如您所见，这基本上是获取值的副本，修改副本，然后尝试将修改后的值复制回来，必要时重复。您对副本所做的修改可以随心所欲地进行，而不仅限于单个成员函数。

It works for primitive and POD types. The type must be memcpy-able, so more general classes are out.

它适用于原始类型和 POD 类型。类型必须是memcpy-able，所以更通用的类已经出来了。

The standard say that

标准说

Specializations and instantiations of the atomic template shall have a deleted copy constructor, a deleted copy assignment operator, and a constexpr value constructor.

原子模板的特化和实例化应具有删除的复制构造函数、删除的复制赋值运算符和 constexpr 值构造函数。

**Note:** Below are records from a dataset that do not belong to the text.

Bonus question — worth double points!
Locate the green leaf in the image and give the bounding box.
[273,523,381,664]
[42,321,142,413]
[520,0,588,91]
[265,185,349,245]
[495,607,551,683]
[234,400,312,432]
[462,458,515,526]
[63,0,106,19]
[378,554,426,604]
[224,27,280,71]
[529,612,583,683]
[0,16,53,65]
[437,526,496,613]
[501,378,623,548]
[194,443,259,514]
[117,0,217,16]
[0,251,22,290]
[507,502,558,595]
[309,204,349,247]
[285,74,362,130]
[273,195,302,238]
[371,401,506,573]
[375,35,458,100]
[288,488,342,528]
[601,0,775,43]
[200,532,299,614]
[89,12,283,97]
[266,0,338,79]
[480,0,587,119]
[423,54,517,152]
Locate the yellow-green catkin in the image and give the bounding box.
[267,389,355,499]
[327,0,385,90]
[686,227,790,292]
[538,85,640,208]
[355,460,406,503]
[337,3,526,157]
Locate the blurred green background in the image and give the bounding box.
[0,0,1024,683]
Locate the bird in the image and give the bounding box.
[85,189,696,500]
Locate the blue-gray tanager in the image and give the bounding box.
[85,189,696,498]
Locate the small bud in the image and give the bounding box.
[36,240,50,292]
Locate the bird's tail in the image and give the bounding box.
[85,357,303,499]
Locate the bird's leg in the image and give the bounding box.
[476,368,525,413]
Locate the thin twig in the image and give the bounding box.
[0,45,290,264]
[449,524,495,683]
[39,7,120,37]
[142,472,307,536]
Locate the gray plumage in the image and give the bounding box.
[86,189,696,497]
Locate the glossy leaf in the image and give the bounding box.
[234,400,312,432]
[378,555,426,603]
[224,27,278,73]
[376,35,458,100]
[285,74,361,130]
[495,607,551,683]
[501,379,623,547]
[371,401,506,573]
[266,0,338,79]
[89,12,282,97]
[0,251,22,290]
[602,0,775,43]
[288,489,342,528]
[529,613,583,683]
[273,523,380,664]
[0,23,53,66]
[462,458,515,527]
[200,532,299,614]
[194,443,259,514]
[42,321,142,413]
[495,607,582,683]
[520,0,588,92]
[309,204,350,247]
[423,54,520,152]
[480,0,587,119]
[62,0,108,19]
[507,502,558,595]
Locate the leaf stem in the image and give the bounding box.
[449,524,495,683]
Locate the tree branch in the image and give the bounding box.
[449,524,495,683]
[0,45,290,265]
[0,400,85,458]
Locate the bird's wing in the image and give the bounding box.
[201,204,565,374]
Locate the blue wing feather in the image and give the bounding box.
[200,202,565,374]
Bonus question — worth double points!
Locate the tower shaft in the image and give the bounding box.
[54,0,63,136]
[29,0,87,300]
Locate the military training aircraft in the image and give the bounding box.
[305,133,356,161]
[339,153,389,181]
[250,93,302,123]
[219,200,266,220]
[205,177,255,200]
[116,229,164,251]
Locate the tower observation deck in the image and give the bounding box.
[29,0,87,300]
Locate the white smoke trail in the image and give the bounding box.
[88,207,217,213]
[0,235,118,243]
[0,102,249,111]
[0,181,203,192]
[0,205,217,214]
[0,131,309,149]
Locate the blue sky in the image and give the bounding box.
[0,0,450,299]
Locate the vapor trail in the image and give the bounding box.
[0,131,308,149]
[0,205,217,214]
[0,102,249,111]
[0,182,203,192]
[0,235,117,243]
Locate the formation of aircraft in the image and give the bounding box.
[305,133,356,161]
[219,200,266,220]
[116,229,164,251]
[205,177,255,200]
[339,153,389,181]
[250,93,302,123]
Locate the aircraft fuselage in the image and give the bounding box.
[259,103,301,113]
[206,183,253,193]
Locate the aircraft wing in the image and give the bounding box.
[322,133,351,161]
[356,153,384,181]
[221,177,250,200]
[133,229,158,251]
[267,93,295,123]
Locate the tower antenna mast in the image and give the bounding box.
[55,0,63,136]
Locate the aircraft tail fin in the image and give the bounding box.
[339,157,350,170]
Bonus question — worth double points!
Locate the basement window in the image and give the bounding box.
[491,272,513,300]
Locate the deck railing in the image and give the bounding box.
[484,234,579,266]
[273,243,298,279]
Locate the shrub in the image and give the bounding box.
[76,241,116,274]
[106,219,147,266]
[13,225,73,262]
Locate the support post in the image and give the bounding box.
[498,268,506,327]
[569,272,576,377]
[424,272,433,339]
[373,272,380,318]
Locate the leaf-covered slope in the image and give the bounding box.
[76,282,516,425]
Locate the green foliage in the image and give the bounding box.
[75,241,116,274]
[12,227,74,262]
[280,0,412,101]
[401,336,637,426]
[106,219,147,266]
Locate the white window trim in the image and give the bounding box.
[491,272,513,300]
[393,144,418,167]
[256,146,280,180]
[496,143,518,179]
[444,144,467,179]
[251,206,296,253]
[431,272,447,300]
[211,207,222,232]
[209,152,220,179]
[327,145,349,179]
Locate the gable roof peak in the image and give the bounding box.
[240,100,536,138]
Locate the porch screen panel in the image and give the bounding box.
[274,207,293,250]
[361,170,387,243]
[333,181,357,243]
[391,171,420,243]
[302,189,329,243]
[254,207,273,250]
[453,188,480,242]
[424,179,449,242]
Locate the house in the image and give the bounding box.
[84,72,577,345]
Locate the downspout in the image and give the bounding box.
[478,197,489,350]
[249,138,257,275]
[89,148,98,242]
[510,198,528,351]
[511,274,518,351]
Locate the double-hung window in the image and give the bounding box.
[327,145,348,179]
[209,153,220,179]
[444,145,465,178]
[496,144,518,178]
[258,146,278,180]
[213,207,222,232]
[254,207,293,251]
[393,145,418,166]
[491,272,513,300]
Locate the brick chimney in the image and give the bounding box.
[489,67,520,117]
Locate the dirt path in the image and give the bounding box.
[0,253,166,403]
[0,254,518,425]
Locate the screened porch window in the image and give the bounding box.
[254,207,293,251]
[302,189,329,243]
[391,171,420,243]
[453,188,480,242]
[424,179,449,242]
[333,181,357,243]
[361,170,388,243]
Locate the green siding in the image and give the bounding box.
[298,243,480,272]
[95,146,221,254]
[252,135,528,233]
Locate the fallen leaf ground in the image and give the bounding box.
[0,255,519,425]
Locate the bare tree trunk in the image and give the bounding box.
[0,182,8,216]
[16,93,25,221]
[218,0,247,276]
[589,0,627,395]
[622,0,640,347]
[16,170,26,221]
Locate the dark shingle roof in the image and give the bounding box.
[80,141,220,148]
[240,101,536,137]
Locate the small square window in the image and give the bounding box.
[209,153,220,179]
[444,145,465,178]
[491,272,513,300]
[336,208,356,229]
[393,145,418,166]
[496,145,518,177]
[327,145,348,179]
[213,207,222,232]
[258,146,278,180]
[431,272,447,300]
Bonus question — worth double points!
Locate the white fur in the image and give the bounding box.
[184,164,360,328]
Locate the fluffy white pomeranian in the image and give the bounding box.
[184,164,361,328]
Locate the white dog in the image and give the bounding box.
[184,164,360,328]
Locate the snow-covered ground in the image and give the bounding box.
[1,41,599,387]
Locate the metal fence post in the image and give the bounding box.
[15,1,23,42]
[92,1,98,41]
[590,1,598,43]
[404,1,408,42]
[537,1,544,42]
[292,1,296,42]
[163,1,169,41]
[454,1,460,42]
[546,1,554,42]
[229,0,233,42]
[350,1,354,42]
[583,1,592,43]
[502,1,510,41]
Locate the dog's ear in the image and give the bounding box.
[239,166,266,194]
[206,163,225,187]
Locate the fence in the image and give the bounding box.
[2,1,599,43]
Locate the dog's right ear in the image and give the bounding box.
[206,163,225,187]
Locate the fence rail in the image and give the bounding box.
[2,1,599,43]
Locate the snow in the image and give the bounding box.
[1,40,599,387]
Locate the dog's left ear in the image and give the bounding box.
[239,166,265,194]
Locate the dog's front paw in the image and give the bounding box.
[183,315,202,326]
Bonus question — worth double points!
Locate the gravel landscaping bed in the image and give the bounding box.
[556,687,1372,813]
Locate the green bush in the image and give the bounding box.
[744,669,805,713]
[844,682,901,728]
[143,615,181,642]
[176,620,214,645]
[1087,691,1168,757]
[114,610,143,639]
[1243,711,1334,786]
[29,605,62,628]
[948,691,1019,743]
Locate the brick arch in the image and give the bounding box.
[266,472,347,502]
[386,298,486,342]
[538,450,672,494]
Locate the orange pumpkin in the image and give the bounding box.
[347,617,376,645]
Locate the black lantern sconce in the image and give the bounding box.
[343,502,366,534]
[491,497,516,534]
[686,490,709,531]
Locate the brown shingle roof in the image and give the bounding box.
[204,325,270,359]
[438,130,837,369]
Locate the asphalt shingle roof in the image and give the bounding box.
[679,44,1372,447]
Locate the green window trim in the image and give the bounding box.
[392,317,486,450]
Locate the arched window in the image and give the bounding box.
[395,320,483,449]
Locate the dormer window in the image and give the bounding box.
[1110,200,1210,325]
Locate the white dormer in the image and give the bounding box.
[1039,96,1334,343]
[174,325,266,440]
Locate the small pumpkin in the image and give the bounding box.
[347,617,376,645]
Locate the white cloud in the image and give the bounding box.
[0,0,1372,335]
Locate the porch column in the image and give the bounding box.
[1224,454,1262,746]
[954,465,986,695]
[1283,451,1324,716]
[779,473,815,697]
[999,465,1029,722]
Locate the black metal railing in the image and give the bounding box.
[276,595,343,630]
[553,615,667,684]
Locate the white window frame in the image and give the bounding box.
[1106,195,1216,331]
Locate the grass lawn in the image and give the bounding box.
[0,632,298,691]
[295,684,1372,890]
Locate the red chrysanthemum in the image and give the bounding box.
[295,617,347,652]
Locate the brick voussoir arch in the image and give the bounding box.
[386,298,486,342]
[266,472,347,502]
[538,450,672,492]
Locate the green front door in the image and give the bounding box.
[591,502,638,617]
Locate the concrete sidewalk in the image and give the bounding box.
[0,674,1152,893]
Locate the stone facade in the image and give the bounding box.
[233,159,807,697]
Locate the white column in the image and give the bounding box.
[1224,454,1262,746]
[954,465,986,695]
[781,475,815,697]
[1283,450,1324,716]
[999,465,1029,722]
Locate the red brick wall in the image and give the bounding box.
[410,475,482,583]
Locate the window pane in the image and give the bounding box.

If that is strictly the same as the answer by Pete Becker, I'm not sure. I interpret this such that you are free to specialize on your own class (not only memcpy-able classes).

如果这与皮特贝克尔的答案完全相同，我不确定。我的解释是这样你就可以自由地专注于你自己的类（不仅仅是 memcpy-able 类）。

I'd prefer std::mutex for this kind of scenarios. Nevertheless I've tried a poor mans benchmark to profile a version with std::atomics and std::mutex in a single threaded (and thus perfectly sync) environment.

对于这种情况，我更喜欢 std::mutex 。尽管如此，我已经尝试了一个穷人的基准测试，在单线程（因此完全同步）环境中使用 std::atomics 和 std::mutex 来分析一个版本。

#include <chrono>
#include <atomic>
#include <mutex>

std::mutex _mux;
int i = 0;
int j = 0;
void a() {
    std::lock_guard<std::mutex> lock(_mux);
    i++;
    j++;
}

struct S {
    int k = 0;
    int l = 0;

    void doSomething() {
        k++;
        l++;
    }
};

std::atomic<S> s;
void b() {
    S tmp = s.load();
    S new_s;
    do {
        new_s = tmp;
        //new_s.doSomething(); // whatever modifications you want
        new_s.k++;
        new_s.l++;
    } while (!s.compare_exchange_strong(tmp, new_s));
}

void main(void) {

    std::chrono::high_resolution_clock clock;

    auto t1 = clock.now();
    for (int cnt = 0; cnt < 1000000; cnt++)
        a();
    auto diff1 = clock.now() - t1;

    auto t2 = clock.now();
    for (int cnt = 0; cnt < 1000000; cnt++)
        b();
    auto diff2 = clock.now() - t2;

    auto total = diff1.count() + diff2.count();
    auto frac1 = (double)diff1.count() / total;
    auto frac2 = (double)diff2.count() / total;
}

on my system the version using std::mutex was faster than the std::atomic approach. I think this is caused by the additional copying of the values. Further, if used in a multithreaded environment, the the busy looping can affect performance too.

在我的系统上，使用 std::mutex 的版本比 std::atomic 方法快。我认为这是由值的额外复制引起的。此外，如果在多线程环境中使用，忙循环也会影响性能。

Summing up, yes it is possible to use std::atomic with various pod types, but in most cases std::mutex is the weapon of choice, as it is intentionally easier to understand what is going on, and therefore is not as prone to bugs as the version presented with the std::atomic.

总而言之，是的，可以将 std::atomic 与各种 pod 类型一起使用，但在大多数情况下，std::mutex 是首选武器，因为它有意更容易理解正在发生的事情，因此不那么容易将错误作为与 std::atomic 一起呈现的版本。

With Visual Studio 2017 I have experienced compiler error C2338 due to "alignment" issues when attempting to use std::atomic with a class; you're much better off using a std::mutex which I ended up doing anyway.

在 Visual Studio 2017 中，由于“对齐”问题，我在尝试将 std::atomic 与类一起使用时遇到了编译器错误 C2338；你最好使用 std::mutex ，我最终还是这样做了。